The saying, home is where the heart is, is not necessarily true. Home is where we connect to our identities and feel rooted to the world. The question is, is it where we come from or where we are are now? And what if we live in a place that doesn’t reflect the way we look, our influences, or culture? Eyakem Gulilat was born in Ethiopia and raised in Kenya until his family moved to the US in 1996 right after he finished high school. Eyakem’s family came through the Diversity Immigrant Visa Program, a congressionally mandated program which draws up to 55,000 diversity visas annually from a random selection of individuals who meet strict eligibility requirements and who are from countries with low rates of immigration to the U.S. Since his arrival, he has lived in Michigan, Texas and Oklahoma. “I do not identify any of these places as my home; essentially I am a nomad.”

The pulitzer prize winning photographer from South Africa, Kevin Carter had a profound impact on on Eyakem, specifically his photo of the starving Sudanese girl. He was inspired to become a photojournalist with hopes of telling other people’s stories and recieved his undergraduate degree in Photojournalism and Art, Abilene Christian University, Abilene, Texas. “Since then I have broadened my perspective and now embrace photography as an expressive art form. ” He recieved his MFA in Media Art/Photography, University of Oklahoma, Norman, Oklahoma.

Oklahoma is a long was from Ethiopia and this great divide of cultures, landscape, and miles is what Eyakem is exploring with his work and search for self. I am featuring two series, Collaborative Self and My Ethiopian American Self.

Collaborative Self: Photography has been used as a primary tool to document the American West as early as the 19th century; I am using this century old method to explore my presence in America as a “newcomer.” As an Ethiopian Immigrant residing in Oklahoma I choose to explore the landscape its inhabitants and my own Ethiopian identity. The result is a collaborative triptych which blurs the boundaries between American and Ethiopian, photographer and subject.









I extend my Ethiopian identity by inviting my subjects to dress in traditional Ethiopian clothing. The clothing is a metaphor for the exchange of ideas. Not only am I introducing my subjects to a critical component of Ethiopian heritage, but I am also challenging the viewer’s expectations of what it means to be Ethiopian.
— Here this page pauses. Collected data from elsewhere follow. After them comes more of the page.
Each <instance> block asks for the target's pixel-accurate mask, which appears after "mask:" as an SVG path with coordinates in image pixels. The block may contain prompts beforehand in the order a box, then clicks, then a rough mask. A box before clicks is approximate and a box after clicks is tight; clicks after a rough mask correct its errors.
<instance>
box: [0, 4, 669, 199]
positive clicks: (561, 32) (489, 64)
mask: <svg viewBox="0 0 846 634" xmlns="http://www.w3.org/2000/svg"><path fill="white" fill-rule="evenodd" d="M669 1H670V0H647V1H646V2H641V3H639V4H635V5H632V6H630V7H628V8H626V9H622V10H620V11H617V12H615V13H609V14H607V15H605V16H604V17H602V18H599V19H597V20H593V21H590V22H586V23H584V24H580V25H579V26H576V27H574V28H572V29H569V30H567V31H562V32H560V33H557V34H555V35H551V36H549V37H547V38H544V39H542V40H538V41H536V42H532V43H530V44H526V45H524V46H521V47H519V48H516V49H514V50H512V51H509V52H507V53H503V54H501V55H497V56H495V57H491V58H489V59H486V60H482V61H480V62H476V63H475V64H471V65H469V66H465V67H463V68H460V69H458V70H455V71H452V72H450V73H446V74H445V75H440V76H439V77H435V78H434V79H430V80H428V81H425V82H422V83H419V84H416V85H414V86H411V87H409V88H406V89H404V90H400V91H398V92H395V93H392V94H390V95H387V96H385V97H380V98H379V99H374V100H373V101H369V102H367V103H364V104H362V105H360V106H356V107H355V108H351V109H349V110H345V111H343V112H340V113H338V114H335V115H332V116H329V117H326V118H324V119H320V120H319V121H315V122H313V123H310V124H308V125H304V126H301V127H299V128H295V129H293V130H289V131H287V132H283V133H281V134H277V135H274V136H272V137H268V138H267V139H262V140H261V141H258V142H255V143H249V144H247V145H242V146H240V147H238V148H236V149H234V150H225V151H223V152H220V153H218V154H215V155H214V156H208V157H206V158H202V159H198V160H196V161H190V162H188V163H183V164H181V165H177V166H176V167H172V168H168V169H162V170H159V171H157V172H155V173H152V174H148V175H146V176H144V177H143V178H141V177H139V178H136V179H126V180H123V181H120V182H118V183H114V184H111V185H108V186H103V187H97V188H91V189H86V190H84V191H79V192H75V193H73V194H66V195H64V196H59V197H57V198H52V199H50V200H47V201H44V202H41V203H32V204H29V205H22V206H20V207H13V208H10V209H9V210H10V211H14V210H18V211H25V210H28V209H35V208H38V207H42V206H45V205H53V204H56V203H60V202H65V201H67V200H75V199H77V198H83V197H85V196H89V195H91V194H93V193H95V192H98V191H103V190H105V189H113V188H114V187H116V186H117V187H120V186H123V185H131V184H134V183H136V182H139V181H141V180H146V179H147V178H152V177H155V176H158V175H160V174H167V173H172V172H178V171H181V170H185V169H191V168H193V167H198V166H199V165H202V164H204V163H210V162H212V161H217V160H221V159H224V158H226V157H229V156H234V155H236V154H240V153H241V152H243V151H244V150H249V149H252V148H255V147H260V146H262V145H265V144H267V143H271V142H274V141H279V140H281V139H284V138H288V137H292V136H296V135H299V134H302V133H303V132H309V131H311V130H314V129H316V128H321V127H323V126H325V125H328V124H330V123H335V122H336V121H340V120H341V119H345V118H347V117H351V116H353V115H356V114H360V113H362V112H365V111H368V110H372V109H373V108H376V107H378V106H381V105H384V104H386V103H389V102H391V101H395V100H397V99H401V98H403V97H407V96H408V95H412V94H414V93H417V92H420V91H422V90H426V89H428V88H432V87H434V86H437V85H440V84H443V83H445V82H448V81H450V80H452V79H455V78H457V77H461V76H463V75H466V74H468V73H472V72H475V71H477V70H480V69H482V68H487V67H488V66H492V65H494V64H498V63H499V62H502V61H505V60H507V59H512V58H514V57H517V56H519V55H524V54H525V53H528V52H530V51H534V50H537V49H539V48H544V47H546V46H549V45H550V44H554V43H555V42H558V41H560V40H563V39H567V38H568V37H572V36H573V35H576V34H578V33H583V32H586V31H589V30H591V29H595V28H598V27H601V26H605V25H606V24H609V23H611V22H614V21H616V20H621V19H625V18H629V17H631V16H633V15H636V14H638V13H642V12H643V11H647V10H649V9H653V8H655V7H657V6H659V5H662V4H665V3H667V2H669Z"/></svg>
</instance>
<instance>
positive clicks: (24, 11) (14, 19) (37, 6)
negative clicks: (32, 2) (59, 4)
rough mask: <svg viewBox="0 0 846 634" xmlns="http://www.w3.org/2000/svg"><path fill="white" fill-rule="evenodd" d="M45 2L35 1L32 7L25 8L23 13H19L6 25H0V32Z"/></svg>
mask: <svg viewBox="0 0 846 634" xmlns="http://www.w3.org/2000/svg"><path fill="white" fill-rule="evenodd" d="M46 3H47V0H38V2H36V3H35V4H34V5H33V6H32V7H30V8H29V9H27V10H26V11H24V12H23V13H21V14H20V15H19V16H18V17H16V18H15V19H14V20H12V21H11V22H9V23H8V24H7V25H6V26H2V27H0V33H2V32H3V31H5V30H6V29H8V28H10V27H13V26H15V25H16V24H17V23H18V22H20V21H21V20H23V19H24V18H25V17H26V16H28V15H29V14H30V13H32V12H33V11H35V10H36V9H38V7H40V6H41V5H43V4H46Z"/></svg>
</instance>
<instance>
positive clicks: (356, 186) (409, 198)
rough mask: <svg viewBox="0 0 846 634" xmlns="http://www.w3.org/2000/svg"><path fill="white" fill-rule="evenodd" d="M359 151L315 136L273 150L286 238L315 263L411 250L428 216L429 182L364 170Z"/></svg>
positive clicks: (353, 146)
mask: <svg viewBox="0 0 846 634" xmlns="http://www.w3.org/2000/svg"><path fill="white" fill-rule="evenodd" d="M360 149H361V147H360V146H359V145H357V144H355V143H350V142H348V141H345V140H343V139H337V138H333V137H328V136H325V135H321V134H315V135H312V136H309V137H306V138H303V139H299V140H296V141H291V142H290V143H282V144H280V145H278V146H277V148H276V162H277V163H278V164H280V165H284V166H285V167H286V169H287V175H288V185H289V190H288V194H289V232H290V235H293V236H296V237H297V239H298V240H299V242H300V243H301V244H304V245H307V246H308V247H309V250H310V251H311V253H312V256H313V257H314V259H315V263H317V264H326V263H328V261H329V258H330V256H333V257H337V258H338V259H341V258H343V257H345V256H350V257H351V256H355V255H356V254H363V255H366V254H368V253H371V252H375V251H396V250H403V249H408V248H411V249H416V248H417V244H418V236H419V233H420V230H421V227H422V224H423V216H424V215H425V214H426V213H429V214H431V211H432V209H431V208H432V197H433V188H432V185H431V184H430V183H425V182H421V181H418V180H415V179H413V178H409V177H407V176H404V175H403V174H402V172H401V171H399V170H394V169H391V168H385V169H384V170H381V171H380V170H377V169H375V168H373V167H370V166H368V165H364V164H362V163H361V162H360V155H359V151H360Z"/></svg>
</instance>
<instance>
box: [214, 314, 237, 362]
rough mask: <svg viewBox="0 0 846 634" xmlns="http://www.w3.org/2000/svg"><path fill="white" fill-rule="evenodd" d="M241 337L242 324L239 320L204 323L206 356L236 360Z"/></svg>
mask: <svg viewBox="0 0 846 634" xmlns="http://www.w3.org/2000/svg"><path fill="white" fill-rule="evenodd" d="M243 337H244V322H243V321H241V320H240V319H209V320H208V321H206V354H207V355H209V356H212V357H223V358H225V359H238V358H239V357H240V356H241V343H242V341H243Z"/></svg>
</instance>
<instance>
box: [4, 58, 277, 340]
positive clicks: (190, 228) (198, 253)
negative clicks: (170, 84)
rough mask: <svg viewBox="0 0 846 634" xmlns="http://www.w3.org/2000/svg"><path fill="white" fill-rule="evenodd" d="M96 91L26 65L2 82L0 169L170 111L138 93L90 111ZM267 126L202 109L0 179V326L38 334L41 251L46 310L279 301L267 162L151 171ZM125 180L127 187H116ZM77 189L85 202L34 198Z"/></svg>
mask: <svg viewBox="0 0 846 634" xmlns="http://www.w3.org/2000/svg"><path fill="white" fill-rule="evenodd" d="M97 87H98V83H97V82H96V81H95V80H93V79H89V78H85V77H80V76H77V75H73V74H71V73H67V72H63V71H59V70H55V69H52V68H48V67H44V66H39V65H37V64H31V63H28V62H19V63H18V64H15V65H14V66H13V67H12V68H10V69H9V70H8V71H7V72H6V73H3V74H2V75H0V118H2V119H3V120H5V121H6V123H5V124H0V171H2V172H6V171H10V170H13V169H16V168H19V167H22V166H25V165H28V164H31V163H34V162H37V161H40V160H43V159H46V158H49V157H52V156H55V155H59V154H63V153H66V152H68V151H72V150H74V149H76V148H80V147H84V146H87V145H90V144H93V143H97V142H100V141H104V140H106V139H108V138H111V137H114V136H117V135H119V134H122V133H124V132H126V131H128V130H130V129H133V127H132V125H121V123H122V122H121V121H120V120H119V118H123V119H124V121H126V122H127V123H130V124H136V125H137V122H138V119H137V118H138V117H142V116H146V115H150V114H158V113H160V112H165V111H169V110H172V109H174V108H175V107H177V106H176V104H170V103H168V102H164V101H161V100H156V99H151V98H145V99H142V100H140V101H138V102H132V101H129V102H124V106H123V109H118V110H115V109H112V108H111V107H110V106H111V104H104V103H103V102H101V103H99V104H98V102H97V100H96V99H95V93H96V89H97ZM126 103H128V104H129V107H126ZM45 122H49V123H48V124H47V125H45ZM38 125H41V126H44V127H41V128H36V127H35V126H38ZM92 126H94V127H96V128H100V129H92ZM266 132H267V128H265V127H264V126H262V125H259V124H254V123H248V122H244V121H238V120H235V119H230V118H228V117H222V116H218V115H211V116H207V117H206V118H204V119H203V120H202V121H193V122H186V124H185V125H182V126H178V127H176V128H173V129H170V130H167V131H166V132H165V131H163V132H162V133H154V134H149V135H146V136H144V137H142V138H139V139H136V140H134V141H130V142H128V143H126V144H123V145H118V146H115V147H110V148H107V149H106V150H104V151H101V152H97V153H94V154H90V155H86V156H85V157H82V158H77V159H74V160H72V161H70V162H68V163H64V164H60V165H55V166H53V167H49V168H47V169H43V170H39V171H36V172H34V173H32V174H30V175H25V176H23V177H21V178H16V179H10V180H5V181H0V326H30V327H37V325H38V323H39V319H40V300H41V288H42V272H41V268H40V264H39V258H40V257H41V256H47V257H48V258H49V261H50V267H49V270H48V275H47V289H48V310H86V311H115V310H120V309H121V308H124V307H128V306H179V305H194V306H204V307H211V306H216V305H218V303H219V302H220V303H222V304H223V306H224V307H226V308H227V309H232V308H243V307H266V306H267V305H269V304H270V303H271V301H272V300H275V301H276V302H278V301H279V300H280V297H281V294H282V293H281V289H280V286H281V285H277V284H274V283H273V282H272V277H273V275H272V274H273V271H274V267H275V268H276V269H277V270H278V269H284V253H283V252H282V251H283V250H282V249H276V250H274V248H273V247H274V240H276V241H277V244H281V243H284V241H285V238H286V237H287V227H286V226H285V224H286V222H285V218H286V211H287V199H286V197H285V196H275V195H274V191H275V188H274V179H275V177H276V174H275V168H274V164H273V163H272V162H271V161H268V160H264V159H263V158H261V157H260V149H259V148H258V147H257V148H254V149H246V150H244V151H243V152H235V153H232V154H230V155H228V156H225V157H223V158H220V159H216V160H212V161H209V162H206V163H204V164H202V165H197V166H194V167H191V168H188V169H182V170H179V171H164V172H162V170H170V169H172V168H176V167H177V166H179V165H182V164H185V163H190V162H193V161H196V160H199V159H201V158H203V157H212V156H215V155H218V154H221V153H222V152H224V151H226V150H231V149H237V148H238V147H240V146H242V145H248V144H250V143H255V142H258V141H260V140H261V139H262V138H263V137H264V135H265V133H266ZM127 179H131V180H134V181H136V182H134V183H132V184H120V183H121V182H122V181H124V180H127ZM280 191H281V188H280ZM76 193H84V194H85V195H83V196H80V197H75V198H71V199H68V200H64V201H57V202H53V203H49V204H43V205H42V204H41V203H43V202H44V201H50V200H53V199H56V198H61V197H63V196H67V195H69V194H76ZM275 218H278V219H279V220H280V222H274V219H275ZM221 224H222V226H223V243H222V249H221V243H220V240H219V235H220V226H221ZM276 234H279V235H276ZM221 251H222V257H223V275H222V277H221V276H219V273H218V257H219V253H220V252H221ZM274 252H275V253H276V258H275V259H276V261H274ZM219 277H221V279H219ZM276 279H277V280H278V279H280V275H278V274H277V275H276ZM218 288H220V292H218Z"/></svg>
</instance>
This project allows me to write myself into the history of the American landscape, but more importantly, this project questions the boundaries that separate us from one another.







































My Ethiopian American Self: After the Refugee Act of 1980, a large number of Ethiopians immigrated to America, fleeing political unrest and searching for employment opportunities and a better future. Two decades later, the children of these immigrant families tread life in between Ethiopian and American culture. This project is an exploration into these individuals and the ways they forge a new identity from their American surroundings and their parents’ heritage.





















As an Ethiopian immigrant myself, I identify with those trying to make sense of their identity and their presence here in America. For this project I traveled to different cities throughout the United States, photographing these individuals and hearing their stories. These individuals are unique in that they cultivate their Ethiopian heritage, but also assimilate and partake fully in the American culture. This results in misunderstanding, miscommunication and misinterpretation between the two generations. There is a struggle to belong and a challenge to identify oneself. In relationship to their ancestors, their families in Ethiopia and even their parents, these individuals have a completely different perception of who they are.